TL;DR: Dating apps avoid the architectural nightmare of joining millions of left-swipe records by using Bloom filters. By hashing user IDs into a bit array, they get a 100% guarantee that a '0' means a user is new, while accepting a rare false positive as a necessary trade-off for high-concurrency performance.

I’ve seen plenty of teams try to scale discovery feeds by throwing more hardware at SQL joins, and it is a losing game. If I have to check a user’s entire history of left swipes against a pool of millions of profiles every time they refresh their deck, the database isn't just going to be slow—it’s going to stop breathing. We aren't talking about a simple query; we are talking about a cross-reference that grows every time a user interacts with the app.

Scaling a discovery engine requires moving away from absolute row-level checks and toward probabilistic data structures. When I look at how top-tier apps handle the "have they seen this person?" problem, I don’t see massive JOIN statements. I see Bloom filters.

Why can't we just use a standard database join?

I can't use a standard join because the latency of checking billions of swipe records for every profile in a stack is unsustainable at scale. Even with perfect indexing, the I/O overhead of a massive NOT IN or LEFT JOIN on that volume will kill the request-response cycle and frustrate the user.

Think about the math. If I have 50 million users and each user has swiped on a few thousand people, my swipes table is a disaster waiting to happen. If I try to run a query to "show me 10 people this user hasn't swiped on," the engine has to scan or index-hop through a mountain of data. By the time the database returns a result, the user has already closed the app. I need a way to filter those candidates without actually touching the disk for every individual check.

How does a Bloom filter handle membership tests?

I use a Bloom filter to treat membership as a bitmask operation rather than a record lookup. It consists of a fixed-size array of bits, all starting at zero, which I flip to one based on the output of multiple hash functions.

When a user swipes left on someone, I don't just log the event; I run that profile’s ID through a set of hash functions. If I'm using two functions, they might return the integers 1 and 3. I go to my bit array, find those indices, and set them to one. That profile is now "recorded."

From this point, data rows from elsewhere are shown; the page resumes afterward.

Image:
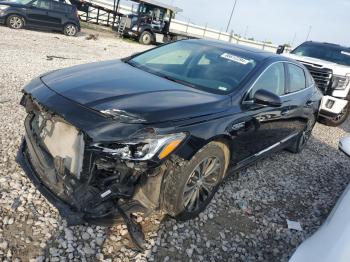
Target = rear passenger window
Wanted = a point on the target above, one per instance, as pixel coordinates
(297, 79)
(309, 79)
(42, 4)
(57, 6)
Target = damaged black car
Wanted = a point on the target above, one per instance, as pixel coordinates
(160, 130)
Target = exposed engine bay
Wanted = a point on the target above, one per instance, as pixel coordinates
(96, 183)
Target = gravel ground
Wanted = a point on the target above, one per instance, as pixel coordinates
(246, 220)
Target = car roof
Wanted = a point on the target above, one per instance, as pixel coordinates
(254, 53)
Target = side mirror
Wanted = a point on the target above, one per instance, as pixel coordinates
(280, 49)
(267, 98)
(344, 145)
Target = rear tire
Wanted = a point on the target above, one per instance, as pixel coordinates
(302, 139)
(337, 120)
(70, 30)
(189, 186)
(15, 22)
(146, 38)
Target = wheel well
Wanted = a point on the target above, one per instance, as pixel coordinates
(70, 23)
(8, 15)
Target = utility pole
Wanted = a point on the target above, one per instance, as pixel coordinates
(308, 34)
(229, 21)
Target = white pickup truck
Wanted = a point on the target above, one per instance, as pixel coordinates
(329, 64)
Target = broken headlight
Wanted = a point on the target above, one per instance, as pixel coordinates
(340, 82)
(143, 148)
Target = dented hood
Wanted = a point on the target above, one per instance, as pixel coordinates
(115, 85)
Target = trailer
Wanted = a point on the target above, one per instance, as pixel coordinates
(149, 23)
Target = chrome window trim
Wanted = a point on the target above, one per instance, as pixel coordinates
(276, 145)
(244, 101)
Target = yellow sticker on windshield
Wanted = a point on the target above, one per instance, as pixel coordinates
(235, 58)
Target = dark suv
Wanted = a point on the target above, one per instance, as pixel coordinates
(46, 14)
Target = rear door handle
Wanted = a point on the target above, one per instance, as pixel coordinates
(285, 112)
(309, 103)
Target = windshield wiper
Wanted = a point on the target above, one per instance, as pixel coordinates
(182, 82)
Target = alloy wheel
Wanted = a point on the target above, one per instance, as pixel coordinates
(16, 22)
(199, 186)
(71, 30)
(306, 134)
(146, 39)
(342, 114)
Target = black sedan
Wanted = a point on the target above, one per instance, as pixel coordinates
(160, 130)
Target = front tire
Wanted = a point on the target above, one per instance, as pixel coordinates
(302, 139)
(146, 38)
(15, 22)
(70, 30)
(189, 187)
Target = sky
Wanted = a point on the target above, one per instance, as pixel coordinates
(278, 21)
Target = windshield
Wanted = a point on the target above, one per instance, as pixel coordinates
(200, 66)
(335, 54)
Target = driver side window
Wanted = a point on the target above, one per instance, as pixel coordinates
(273, 80)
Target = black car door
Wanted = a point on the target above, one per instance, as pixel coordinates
(262, 128)
(57, 13)
(37, 13)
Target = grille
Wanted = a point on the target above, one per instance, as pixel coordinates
(321, 75)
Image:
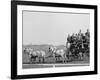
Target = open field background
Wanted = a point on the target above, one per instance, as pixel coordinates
(50, 61)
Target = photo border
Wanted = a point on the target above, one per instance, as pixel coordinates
(14, 64)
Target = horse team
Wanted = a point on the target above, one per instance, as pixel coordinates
(76, 46)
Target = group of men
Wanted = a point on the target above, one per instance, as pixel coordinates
(79, 42)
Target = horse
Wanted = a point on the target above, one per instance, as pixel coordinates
(33, 54)
(57, 53)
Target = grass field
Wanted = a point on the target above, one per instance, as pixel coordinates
(50, 61)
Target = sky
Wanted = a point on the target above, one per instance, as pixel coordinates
(52, 28)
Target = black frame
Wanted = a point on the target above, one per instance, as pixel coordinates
(14, 39)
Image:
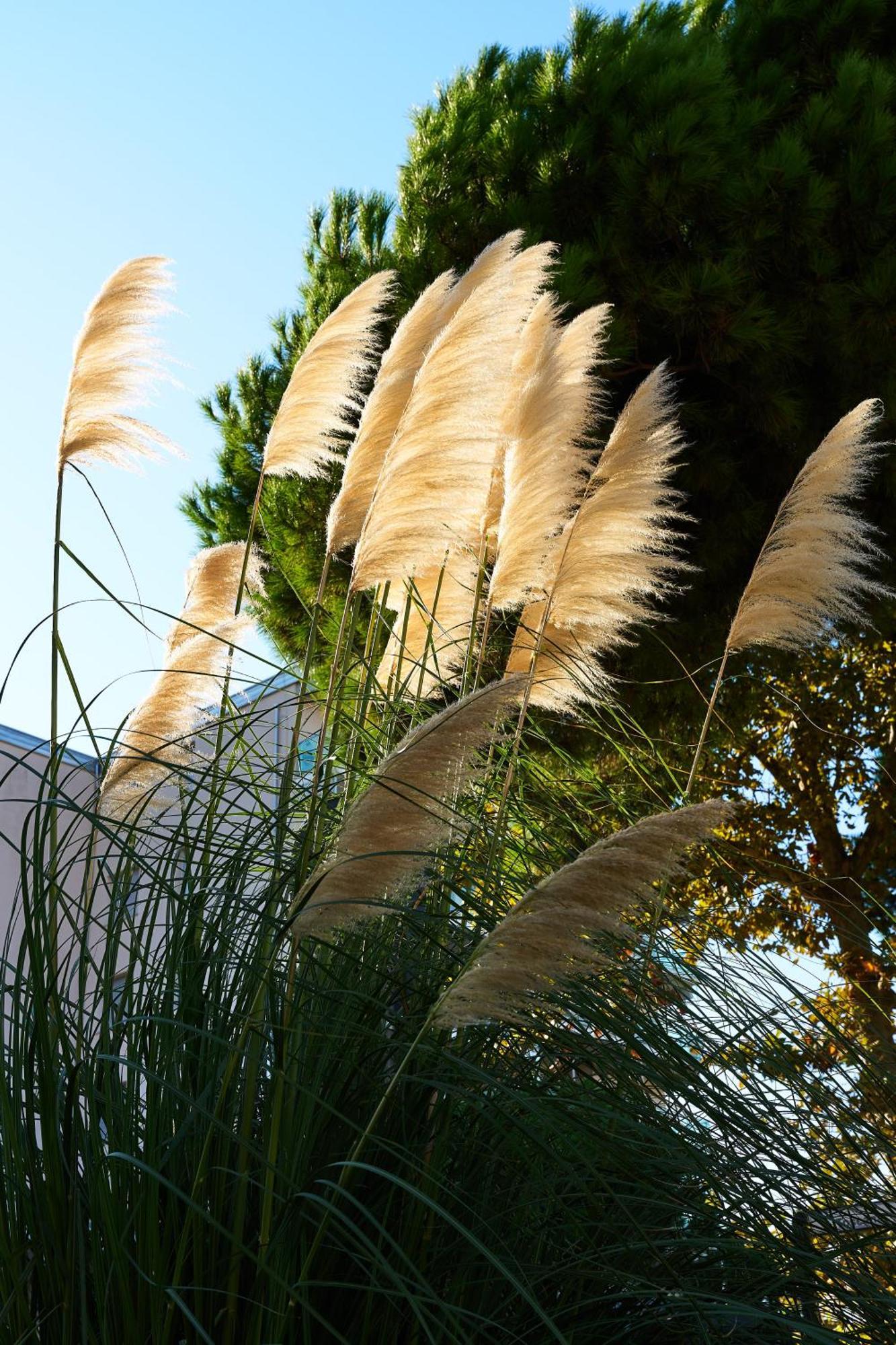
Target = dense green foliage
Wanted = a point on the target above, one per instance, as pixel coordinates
(724, 176)
(727, 177)
(182, 1102)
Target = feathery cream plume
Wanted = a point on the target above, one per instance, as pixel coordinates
(614, 560)
(409, 809)
(438, 630)
(213, 584)
(116, 365)
(810, 574)
(546, 938)
(435, 482)
(158, 738)
(323, 396)
(567, 670)
(395, 383)
(386, 403)
(548, 420)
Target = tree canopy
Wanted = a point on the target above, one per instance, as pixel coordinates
(725, 176)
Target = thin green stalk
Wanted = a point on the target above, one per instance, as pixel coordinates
(705, 728)
(361, 1144)
(54, 736)
(430, 642)
(225, 689)
(483, 642)
(471, 642)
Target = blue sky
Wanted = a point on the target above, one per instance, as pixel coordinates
(204, 132)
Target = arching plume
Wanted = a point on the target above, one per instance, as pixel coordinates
(409, 809)
(438, 630)
(385, 406)
(213, 583)
(325, 392)
(615, 559)
(395, 383)
(546, 938)
(118, 364)
(548, 420)
(158, 738)
(811, 571)
(435, 484)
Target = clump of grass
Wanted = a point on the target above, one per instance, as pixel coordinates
(237, 1108)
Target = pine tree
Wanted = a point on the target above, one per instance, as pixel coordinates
(723, 174)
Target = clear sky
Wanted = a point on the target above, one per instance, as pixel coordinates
(204, 132)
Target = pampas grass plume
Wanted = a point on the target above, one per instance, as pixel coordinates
(213, 584)
(546, 938)
(548, 420)
(116, 367)
(435, 484)
(395, 383)
(811, 571)
(409, 809)
(325, 392)
(158, 738)
(385, 407)
(614, 560)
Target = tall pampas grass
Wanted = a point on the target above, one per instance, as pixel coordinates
(214, 583)
(116, 365)
(614, 562)
(395, 383)
(435, 484)
(549, 416)
(428, 648)
(811, 574)
(158, 738)
(546, 938)
(325, 393)
(409, 809)
(385, 407)
(811, 571)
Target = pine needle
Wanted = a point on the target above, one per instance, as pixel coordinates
(548, 422)
(811, 572)
(118, 364)
(548, 937)
(436, 479)
(323, 397)
(395, 828)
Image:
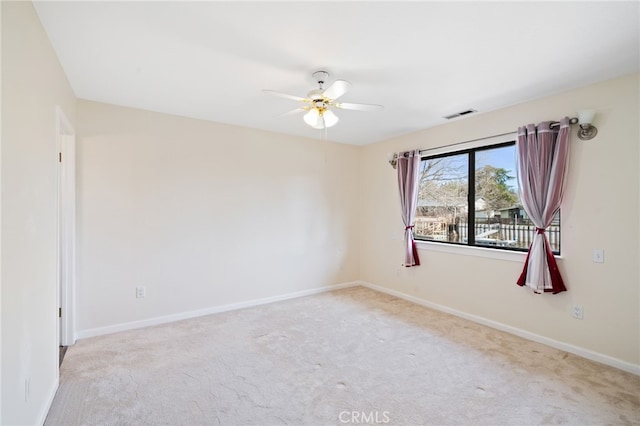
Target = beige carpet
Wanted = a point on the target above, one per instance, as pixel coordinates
(345, 357)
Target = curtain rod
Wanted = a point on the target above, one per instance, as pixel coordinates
(394, 160)
(465, 142)
(572, 120)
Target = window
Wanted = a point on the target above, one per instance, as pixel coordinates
(470, 197)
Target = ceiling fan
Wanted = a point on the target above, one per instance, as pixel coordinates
(320, 101)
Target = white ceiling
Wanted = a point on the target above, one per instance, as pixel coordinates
(421, 60)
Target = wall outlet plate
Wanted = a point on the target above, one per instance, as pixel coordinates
(577, 312)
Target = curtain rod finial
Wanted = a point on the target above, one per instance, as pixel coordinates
(394, 160)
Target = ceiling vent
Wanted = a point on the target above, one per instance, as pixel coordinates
(460, 114)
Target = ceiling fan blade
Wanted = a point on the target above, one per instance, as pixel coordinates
(294, 111)
(358, 107)
(285, 95)
(337, 89)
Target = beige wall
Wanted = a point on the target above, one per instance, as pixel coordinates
(33, 84)
(600, 210)
(205, 215)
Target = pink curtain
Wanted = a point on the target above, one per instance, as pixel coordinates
(542, 155)
(408, 179)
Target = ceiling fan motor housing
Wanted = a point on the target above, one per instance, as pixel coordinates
(321, 77)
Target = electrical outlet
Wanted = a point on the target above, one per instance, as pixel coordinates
(577, 312)
(141, 292)
(598, 255)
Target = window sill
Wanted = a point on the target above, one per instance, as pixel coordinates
(491, 253)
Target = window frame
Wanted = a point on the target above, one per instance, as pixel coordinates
(470, 148)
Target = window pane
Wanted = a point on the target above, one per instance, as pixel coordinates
(498, 220)
(442, 201)
(497, 205)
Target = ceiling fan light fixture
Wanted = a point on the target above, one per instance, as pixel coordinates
(312, 118)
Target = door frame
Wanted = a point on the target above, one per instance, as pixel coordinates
(65, 140)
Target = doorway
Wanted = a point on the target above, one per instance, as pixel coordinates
(66, 140)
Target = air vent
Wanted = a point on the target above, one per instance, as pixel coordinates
(460, 114)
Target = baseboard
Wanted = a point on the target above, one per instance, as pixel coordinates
(93, 332)
(49, 402)
(576, 350)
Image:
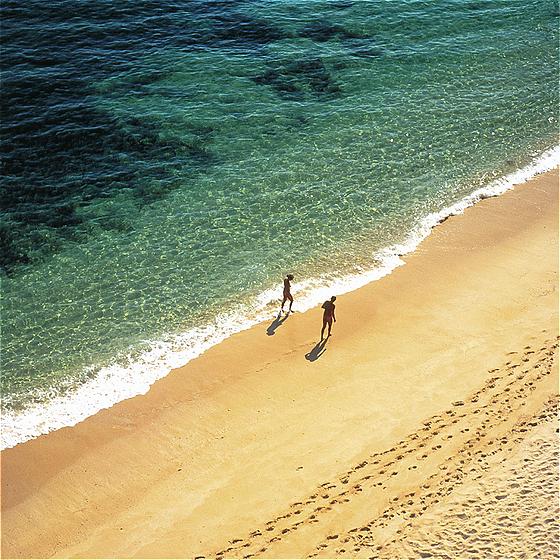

Later, when I'm deciding whether to show that same profile again, I run the ID through those same two hashes. If I get back 1 and 3, and both are already set to "1," I assume the user has seen them. But if I check a different profile and the hashes return 3 and 5, and index 5 is still a "0," I know for a fact—with 100% mathematical certainty—that this user has never seen this profile. I show it to them immediately.

The Engineering Trade-offs of Probabilistic Filtering

Factor	Bloom Filter Approach
Storage	Bit-level storage; constant footprint.
Speed	Constant time (O(k)) lookups.
Accuracy	100% Negative accuracy; Probabilistic Positive.
Cost	Negligible CPU/Memory overhead.

What happens when the filter gives a false positive?

I accept the false positive as a necessary trade-off: the app simply skips showing a specific profile because it incorrectly thinks the user has already swiped on it. In a discovery engine with millions of candidates, missing one potential match is an invisible error that saves the entire system from a performance collapse.

If I used a standard Hash Set to keep track of every swipe, the memory usage would balloon until I was spending a fortune on RAM just to keep the feed functional. With a Bloom filter, I keep the memory footprint predictable. If the filter tells me all the bits are "1," but it’s actually a collision and the user hasn't seen that person, I just move to the next candidate. The user doesn't care about the one person they didn't see; they care that the app didn't hang for five seconds while loading the next card.

FAQ

Can I remove a swipe from a Bloom filter?
No. In a standard Bloom filter, I can't flip a bit back to zero because I don't know which other IDs also hashed to that same bit. If I need to support "undoing" a swipe, I’d have to use a more complex structure like a Counting Bloom Filter or just rebuild the filter from the source of truth occasionally.

How do I decide the size of the bit array?
It’s a balance between memory and the error rate. If I make the array too small, it fills up with ones too quickly and starts giving me false positives for everyone. I calculate the size based on how many swipes I expect a user to perform over the lifetime of their account to keep the collision rate under a certain threshold.

Does this replace my primary database?
Absolutely not. I still store the actual swipe data in a persistent database like Postgres or Cassandra for long-term records and analytics. The Bloom filter is a performance layer I use to make real-time decisions in the discovery feed without hitting the heavy data store every single time.